Thursday, May 7, 2015

Snake in the Garden

So we have a snake in the church garden.

A little garter snake. Not likely to kill anyone on its own unless human stupidity is involved. Garter snakes are actually quite beneficial to gardens, eating bugs and worms, and are not venomous.

I discovered our resident while inspecting some dead branches of a shrub. I noticed one of the beaches seemed striped.

"Odd," I thought, then leaned in.

This leaning in bit will almost always lead to more information than you might want to know. Thus, I discovered a snake.

I grew up in the country, so I have a healthy respect for snakes. They don't send me into apoplectic fits, mostly, but I don't want one as a pet. I'm a big fan of snakes who respect boundaries - they stay in their spaces and stay out of mine.

We humans, by and large, are unsettled by snakes. Not a rational fear, mind you. Most snakes are not venomous. Snakes are quite beneficial to the ecosystem, even the poisonous ones. We in the United States are much more likely to die by a spider bite than a snake bite. Maybe we blame the whole serpent in Genesis bit to explain our fear of snakes, which is fair. Except that we forget that the serpent is also used by Moses to heal those who are dying (in a rather mysterious passage). The snake is a long-held symbol of life, death, and resurrection. If you've never read anything on the mythology of serpents in the Ancient Near East and the detailed use of serpent and the vast span of meaning in Holy Scripture, I commend the reading to you.

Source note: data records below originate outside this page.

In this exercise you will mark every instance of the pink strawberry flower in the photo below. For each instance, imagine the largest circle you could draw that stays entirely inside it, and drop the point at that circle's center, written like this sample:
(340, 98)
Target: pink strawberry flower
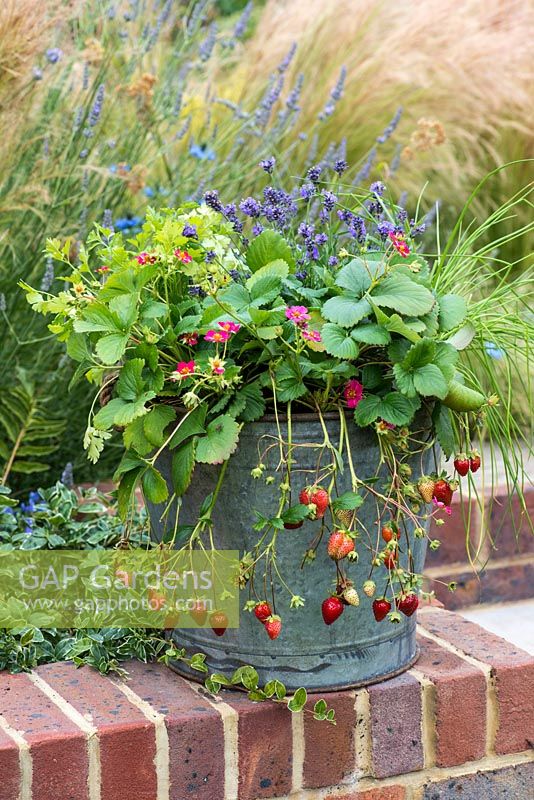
(298, 314)
(399, 243)
(183, 369)
(190, 338)
(217, 365)
(145, 258)
(353, 393)
(217, 336)
(311, 336)
(229, 327)
(183, 256)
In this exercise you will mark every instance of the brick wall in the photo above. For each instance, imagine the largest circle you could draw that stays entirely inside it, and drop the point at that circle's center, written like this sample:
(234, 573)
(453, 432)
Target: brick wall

Don't get me wrong: I'm not a snake apologist. They are slithery and silent. They startle us with their presences. They nestle in dark places and seemingly wait for us to discover them in a moment of unsettling surprise. They mostly live below our range of vision or drop out of nowhere from tree branches. They sit in our paths as we're walking or hiking in the woods, causing us to stop in a moment of panic. And even when they aren't present in living color, they leave the skin they've shed as a calling card. I get the creepy factor.

While I'm sure some people love snakes (although I've never met such a person), most who don't flee in fear from them have at best a healthy respect from these creatures that are, quite honestly, embodiments of mystery and awe in our natural world.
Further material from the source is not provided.